Übrigens haben Stechmücken einen ziemlich großen Aktionsradius. Sie schaffen mehrere Kilometer am Tag. „Sie sind ganz schön umtriebig“, weiß die Kabs-Sprecherin. Deswegen ist die Schnakenplage nicht nur entlang von Rhein- und Neckar, sondern auch im Hinterland zu spüren. Übrigens erwartet die Kabs gerade das nächste Hochwasser. Das werde aber bei Weitem nicht mehr so schlimm sein wie Anfang Juni, schätzt Augsten.
Die professionellen Schnakenjäger
- Rund 100 Kommunen und Landkreise sowie die Bundesländer Baden-Württemberg und Rheinland-Pfalz gehören aktuell der 1976 gegründeten Kommunalen Aktionsgemeinschaft zur Bekämpfung der Schnakenplage (Kabs) an.

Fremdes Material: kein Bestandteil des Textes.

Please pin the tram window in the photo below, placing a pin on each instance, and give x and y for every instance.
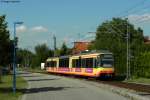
(53, 63)
(95, 63)
(83, 61)
(76, 63)
(89, 62)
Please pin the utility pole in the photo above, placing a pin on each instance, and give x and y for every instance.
(54, 37)
(14, 57)
(128, 53)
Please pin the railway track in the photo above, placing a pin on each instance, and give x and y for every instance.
(132, 86)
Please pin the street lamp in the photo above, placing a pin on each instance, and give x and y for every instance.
(14, 57)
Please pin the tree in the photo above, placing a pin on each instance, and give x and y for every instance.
(111, 35)
(42, 52)
(24, 57)
(5, 44)
(64, 50)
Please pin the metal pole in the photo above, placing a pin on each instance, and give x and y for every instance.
(127, 53)
(14, 61)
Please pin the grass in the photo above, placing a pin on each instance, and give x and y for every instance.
(34, 70)
(6, 92)
(140, 80)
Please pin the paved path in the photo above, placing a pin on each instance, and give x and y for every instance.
(50, 87)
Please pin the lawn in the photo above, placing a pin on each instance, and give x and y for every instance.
(140, 80)
(6, 88)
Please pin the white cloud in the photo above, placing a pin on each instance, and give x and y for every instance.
(21, 29)
(39, 29)
(139, 18)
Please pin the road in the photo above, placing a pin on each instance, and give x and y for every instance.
(51, 87)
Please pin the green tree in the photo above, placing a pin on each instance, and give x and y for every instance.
(24, 57)
(111, 35)
(42, 52)
(64, 50)
(5, 42)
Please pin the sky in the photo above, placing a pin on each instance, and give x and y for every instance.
(69, 20)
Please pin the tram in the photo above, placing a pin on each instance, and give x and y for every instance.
(92, 64)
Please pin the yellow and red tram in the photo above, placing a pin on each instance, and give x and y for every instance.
(95, 64)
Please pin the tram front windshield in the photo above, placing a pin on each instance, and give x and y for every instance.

- Das Einsatzgebiet erstreckt sich vom Kaiserstuhl bis nach Bingen entlang des Oberrheins.
- Im Einzugsgebiet leben 2,7 Millionen Menschen. Die Bekämpfung kostet in normalen Jahren etwa 400 000 Euro.
- Neben 60 festangestellten Gebietsleitern hat die KABS auch rund 150 Saisonarbeitskräfte.